The latest National Energy Emissions Audit from The Australia Institute reveals solar as the fastest growing source of electricity in Australia, which along with wind and hydro has taken the share of renewables in Australia’s main grid to around 22 per cent.
And this growth – particularly in big and commercial solar development – is helping to achieve an ongoing fall in annual emissions.
“The dramatic increase in grid-scale solar generation has contributed to renewables supplying monthly 14-15 per cent of total generation (including rooftop solar) since last November,” said lead author Hugh Saddler in his notes. “This is a dramatic increase in the average 10-11 per cent share this time last year.”

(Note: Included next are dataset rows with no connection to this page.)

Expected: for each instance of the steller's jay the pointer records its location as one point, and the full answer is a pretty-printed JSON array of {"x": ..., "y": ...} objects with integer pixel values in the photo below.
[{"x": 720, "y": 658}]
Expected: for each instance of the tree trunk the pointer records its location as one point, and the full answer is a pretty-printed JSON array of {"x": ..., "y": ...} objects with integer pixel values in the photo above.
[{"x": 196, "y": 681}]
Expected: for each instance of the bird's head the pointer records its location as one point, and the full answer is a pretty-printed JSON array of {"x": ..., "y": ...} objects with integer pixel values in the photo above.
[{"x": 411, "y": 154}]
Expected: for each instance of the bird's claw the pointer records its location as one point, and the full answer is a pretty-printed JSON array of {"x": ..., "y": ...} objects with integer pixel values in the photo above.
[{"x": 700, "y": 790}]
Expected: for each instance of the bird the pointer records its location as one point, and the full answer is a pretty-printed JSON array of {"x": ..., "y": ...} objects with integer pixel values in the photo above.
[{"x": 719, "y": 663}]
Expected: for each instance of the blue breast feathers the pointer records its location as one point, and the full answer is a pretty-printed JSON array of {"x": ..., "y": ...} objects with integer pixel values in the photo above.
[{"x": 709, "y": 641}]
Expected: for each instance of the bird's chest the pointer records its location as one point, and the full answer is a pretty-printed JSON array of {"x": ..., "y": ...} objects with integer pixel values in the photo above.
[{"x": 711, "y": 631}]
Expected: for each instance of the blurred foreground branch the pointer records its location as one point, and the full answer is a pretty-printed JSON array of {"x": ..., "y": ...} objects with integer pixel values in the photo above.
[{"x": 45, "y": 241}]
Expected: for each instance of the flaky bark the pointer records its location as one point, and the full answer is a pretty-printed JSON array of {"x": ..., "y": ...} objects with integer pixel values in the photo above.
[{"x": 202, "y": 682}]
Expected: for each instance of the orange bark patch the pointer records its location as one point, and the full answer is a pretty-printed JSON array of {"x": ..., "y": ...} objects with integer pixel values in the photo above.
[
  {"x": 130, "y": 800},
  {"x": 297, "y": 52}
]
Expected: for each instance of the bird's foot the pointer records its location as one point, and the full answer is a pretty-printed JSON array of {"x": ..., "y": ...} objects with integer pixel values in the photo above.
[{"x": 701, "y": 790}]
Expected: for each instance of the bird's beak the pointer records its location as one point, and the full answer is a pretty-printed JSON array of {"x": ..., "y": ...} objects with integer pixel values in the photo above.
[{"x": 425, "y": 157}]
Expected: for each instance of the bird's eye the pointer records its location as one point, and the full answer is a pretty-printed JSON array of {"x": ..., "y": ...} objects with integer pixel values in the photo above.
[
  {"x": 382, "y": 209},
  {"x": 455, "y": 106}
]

The fall in electricity emissions offers one of few bright spots in Australia’s emissions profile, with even government figures showing a sharp increase since the abolition of the carbon price, and no anticipated fall by 2030, when Australia is supposed to have cut emissions by 26-28 per cent, at the very least.
Rather than improve its own emissions reduction policy, the Coalition government is resorting to Abbott-era scare campaigns against Labor’s target of a 45 per cent cut in emissions by 2030, and the widening of the Coalition’s own so-called “safeguards” mechanism.